Punho de Ferro – 1ª temporada

Gustavo Pereira - 20 de março de 2017

Se fosse possível resumir em uma frase Punho de Ferro, nova produção da Marvel/Netflix, esta seria “oportunidades perdidas”. O gancho deixado em Doutor Estranho sobre a existência de outros planos de realidade e forças místicas operando entre diferentes mundos poderia ter sido explorada em uma série de 13 episódios com censura 18 anos. Mas a cidade mística de K’un-Lun e seu povo se resumem a menções vagas e flashbacks de uma cadeia montanhosa com neve de computação gráfica. E isso nem é a pior parte.

Quem já viu a primeira temporada de Arrow vai encontrar muitos paralelos incômodos numa história não lá muito criativa: um acidente trágico mata os pais de Danny Rand (Finn Jones), que milagrosamente sobrevive. Sendo resgatado por dois monges, cresce em K’un-Lun, onde é treinado em artes marciais e se torna Punho de Ferro. Sua função é proteger os portões da cidade a cada 15 anos, quando ficam abertos para nosso mundo. O que seria uma história maravilhosa é contada aos pedaços, em diálogos piegas sobre a beleza da cidade mística.

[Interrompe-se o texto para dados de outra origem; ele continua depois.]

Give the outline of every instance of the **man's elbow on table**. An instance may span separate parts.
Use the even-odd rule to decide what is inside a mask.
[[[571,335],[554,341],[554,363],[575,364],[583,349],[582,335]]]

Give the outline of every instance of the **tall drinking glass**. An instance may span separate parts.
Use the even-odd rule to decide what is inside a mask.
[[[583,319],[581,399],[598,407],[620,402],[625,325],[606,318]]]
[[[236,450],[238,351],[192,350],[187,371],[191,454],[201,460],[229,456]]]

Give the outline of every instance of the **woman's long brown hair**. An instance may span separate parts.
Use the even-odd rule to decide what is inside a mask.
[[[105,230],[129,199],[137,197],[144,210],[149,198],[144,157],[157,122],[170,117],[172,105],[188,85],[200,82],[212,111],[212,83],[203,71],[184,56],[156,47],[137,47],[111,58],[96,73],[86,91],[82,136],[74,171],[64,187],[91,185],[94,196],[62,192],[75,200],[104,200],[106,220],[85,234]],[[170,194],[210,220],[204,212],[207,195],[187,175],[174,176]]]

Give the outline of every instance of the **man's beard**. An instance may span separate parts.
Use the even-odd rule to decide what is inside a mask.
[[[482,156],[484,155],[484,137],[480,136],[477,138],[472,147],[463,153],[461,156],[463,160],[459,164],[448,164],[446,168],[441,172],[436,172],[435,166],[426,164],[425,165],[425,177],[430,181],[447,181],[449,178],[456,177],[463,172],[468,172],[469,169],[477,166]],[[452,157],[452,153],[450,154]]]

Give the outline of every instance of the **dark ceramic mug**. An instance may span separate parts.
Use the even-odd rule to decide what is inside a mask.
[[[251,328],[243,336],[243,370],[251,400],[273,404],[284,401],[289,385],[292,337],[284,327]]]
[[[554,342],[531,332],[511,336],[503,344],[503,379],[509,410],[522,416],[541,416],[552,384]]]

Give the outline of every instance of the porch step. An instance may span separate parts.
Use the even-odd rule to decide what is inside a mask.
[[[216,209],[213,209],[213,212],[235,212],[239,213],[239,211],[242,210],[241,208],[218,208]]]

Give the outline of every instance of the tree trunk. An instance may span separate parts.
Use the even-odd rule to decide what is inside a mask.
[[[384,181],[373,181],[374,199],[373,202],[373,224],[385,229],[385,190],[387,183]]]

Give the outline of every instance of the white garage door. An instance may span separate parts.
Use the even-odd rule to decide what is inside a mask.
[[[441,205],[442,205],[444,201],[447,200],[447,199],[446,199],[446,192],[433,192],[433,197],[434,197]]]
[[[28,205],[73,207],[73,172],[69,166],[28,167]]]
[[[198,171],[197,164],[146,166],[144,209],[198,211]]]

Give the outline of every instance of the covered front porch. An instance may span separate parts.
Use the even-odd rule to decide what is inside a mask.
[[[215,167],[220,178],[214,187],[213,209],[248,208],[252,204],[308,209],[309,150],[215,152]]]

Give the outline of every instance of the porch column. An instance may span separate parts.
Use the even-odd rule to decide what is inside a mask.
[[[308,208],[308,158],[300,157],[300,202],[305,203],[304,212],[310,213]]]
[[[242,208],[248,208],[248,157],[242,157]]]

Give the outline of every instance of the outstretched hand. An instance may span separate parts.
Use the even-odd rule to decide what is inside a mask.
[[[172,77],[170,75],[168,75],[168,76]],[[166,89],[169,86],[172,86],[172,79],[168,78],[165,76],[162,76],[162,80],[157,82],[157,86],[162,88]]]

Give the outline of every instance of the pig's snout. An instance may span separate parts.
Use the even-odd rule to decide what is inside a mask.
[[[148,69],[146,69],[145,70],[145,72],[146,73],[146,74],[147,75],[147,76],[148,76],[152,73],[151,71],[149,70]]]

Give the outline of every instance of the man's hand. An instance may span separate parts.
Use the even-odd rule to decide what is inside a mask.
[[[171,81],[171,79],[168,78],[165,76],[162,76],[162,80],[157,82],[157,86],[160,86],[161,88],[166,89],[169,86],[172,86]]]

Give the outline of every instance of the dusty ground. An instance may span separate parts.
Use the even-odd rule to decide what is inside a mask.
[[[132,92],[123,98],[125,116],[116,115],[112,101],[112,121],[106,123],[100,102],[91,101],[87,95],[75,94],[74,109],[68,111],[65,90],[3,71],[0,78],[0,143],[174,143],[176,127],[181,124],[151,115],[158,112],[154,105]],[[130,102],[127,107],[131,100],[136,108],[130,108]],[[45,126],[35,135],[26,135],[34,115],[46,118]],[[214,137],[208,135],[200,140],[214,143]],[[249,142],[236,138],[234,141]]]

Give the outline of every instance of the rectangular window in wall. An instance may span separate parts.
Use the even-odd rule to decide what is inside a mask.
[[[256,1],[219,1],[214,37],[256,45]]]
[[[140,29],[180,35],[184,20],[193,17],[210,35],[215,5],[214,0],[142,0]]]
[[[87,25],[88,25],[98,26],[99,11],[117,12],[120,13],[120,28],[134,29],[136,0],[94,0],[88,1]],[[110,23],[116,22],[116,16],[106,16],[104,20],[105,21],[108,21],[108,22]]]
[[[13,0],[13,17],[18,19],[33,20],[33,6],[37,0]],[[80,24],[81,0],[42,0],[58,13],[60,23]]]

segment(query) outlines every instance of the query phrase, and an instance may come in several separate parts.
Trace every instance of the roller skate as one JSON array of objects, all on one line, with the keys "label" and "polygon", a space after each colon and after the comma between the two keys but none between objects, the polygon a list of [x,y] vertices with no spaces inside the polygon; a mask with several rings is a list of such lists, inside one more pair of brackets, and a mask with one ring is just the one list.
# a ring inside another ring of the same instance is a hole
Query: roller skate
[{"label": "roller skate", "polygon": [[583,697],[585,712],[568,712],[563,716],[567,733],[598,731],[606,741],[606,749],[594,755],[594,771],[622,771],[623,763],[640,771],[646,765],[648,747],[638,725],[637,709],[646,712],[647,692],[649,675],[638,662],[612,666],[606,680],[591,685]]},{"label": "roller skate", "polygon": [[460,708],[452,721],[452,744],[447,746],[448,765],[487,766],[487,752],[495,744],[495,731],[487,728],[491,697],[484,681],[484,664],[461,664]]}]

Não só piegas, Danny Rand é cafona mesmo

A cultura chinesa – K’un Lun é claramente inspirada por ela – é riquíssima. Assistir a filmes como Herói ou O Tigre e o Dragão são verdadeiras aulas sobre como este povo lida com o dever, o respeito, a honra, o corpo e a alma. Punho de Ferro é caricato em alguns momentos. Talvez leitores mais novos não conheçam esta referência, então vou mostrá-la:

Nesta cena de O Grande Dragão Branco, vemos Frank Dux, vivido por Van Damme, completamente alheio ao mundo que o cerca. Seu treinamento não é estético ou exibicional. O diretor Newt Arnold escolheu uma forma não-verbal de demonstrar a importância da disciplina para o seu personagem, a ponto dele ignorar completamente as piadas de seu amigo. Punho de Ferro não consegue fazer uma – vou salientar, não consegue fazer UMA – cena como essa em quase doze horas.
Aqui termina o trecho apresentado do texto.